Gargantueschi pranzi istriani
Qualche giorno fa ho rivisto il truculento film di Quentin Tarantino Kill Bill Volume II, con la conturbante Uma Thurman e un partèer di attori di alto livello. Tra di loro vi è anche la splendida Daryl Hannah, nel ruolo di una spietata killer che elimina, attraverso il morso del letale serpente tropicale mamba nero, il personaggio interpretato da Michael Madsen. In quell’occasione la spietata assassina usa la parola “gargantuesca” per descrivere la quantità di veleno che l’animale usa per uccidere le prede, aggiungendo che sono molto rare le occasioni in cui questo bel termine sia utilizzabile. Mi rendo conto che questa è una premessa quanto mai insolita per un pezzo che parla di cucina, in una rubrica ad essa dedicata. Eppure in quel momento mi è venuto di rispondere alla biondissima Daryl, dicendole che nella cucina istriana è uno dei termini più adatti e rappresentativi. Proprio così, i pranzi in famiglia, la domenica in particolare, sono decisamente gargantueschi. Degni niente meno che del gigante Gargantua, leggendario personaggio del romanzo Gargantua e Pantagruel di François Rabelais. Le calorie, le quantità sia di cibo che di bevande alcoliche, sono tutt’altro che salutari. Tuttavia se si è istriani, con una lunga tradizione culinaria familiare, non è possibile prescindere dalla ricchezza e dalla complessità di queste preparazioni. Nelle case istriane vi era sempre un quaderno di ricette tradizionali, rimandato da una generazione all’altra attraverso le donne.

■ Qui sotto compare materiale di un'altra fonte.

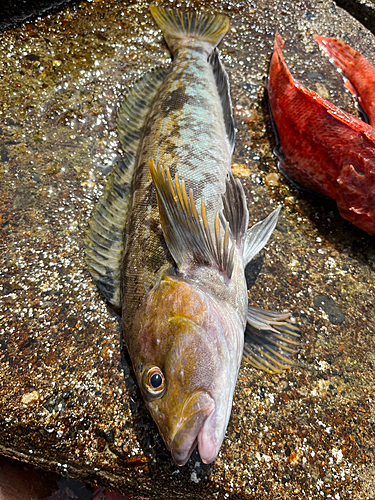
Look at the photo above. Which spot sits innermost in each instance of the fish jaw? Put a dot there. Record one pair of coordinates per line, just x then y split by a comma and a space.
184, 332
200, 407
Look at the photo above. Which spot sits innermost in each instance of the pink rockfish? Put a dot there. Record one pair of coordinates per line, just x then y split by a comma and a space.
324, 148
168, 243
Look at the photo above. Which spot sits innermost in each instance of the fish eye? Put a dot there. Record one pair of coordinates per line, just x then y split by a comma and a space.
154, 381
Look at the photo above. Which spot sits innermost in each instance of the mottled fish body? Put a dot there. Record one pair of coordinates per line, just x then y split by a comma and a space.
179, 276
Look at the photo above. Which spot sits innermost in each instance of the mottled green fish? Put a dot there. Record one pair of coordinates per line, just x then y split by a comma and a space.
168, 242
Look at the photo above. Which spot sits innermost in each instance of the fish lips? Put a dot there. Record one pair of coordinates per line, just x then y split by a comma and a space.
192, 430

Ad esso ho dedicato nel 2012 un libro a metà tra un manuale e un memoir. L’aspetto interessante del raccontare la tradizione popolare attraverso il cibo è rappresentato dalla possibilità di far conoscere i rituali delle occasioni importanti, delle festività religiose, la stagionalità dei prodotti usati, i doni specifici del territorio. Nella parte interna dell’Istria si incontrano, senza mai scontrarsi, la tradizione culinaria veneta (quattrocento anni di Serenissima hanno lasciato un’impronta indelebile) e la tradizione austro-ungarica, a suo tempo avversata politicamente dagli irredentisti ma non dalle cuoche. Ecco quindi due preparazioni “gargantuesche” della domenica in famiglia: gnochi de patate col sugo de carne e strucolo de pomi.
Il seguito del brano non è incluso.